🤖 AI Summary
This work addresses the limitations of current medical vision-language models, which rely on purely text-based reasoning paradigms and struggle to perform fine-grained analysis grounded in visual evidence, often leading to visual hallucinations. To overcome this, the authors propose a reinforcement learning framework that requires no human-annotated intermediate reasoning steps. The approach leverages entropy-guided visual relocalization (EVR) and consensus-based credit assignment (CCA) to enable unsupervised visual reasoning. By integrating agent-based reinforcement learning, uncertainty-guided exploration, and multi-trajectory consensus for pseudo-supervision, the method achieves substantial performance gains over existing approaches on multiple public medical visual question answering benchmarks, while significantly enhancing model robustness and interpretability.
📝 Abstract
Medical Vision-Language Models (VLMs) hold immense promise for complex clinical tasks, but their reasoning capabilities are often constrained by text-only paradigms that fail to ground inferences in visual evidence.
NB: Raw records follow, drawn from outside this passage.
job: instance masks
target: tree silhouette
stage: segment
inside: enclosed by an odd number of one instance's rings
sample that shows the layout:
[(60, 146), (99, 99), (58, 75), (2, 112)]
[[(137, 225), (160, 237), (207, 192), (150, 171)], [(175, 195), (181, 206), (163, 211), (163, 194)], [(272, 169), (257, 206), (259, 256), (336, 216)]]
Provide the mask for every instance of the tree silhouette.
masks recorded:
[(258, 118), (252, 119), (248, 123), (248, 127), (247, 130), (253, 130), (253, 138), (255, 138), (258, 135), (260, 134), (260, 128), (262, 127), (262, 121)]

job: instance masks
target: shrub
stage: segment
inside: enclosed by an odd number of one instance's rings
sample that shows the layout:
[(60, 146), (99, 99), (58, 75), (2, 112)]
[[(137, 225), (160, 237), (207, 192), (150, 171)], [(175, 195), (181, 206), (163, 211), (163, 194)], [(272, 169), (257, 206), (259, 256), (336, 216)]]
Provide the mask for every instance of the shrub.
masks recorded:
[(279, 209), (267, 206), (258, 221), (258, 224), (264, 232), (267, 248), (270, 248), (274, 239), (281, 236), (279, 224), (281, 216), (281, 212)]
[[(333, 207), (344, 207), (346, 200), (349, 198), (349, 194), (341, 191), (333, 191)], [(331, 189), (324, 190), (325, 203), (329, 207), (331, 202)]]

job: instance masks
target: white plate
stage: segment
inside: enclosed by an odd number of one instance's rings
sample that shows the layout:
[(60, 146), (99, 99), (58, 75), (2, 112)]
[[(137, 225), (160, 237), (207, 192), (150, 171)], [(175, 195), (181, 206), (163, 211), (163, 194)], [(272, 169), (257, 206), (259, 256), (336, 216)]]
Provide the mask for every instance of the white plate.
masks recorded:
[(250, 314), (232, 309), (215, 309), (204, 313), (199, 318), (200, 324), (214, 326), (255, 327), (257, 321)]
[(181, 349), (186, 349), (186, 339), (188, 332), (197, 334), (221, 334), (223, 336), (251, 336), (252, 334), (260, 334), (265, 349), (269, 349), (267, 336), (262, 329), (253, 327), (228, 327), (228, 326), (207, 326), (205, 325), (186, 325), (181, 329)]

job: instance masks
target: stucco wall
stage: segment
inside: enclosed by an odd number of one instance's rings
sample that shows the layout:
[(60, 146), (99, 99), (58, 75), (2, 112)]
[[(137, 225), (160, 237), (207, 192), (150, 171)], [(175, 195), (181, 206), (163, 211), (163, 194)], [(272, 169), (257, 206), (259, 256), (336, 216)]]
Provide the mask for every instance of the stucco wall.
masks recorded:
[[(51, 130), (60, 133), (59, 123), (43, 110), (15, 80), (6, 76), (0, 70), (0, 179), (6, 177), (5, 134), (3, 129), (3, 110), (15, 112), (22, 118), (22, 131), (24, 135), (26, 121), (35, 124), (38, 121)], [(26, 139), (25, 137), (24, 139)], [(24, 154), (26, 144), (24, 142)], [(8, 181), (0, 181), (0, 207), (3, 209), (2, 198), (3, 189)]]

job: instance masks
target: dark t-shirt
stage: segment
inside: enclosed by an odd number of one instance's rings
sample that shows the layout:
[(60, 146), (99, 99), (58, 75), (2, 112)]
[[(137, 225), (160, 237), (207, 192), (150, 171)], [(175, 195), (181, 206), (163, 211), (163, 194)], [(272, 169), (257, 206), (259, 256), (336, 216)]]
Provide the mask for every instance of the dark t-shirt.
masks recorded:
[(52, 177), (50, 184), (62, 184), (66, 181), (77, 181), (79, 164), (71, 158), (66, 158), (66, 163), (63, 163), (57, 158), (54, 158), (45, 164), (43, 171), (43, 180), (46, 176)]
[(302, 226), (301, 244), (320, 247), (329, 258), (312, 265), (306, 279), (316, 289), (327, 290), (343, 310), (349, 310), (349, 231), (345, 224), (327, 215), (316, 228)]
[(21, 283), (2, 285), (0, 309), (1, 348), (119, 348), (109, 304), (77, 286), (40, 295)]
This limitation not only curtails performance on tasks requiring fine-grained visual analysis but also introduces risks of visual hallucination in safety-critical applications. Thus, we introduce MedVR, a novel reinforcement learning framework that enables annotation-free visual reasoning for medical VLMs. Its core innovation lies in two synergistic mechanisms: Entropy-guided Visual Regrounding (EVR) uses model uncertainty to direct exploration, while Consensus-based Credit Assignment (CCA) distills pseudo-supervision from rollout agreement. Without any human annotations for intermediate steps, MedVR achieves state-of-the-art performance on diverse public medical VQA benchmarks, significantly outperforming existing models. By learning to reason directly with visual evidence, MedVR promotes the robustness and transparency essential for accelerating the clinical deployment of medical AI.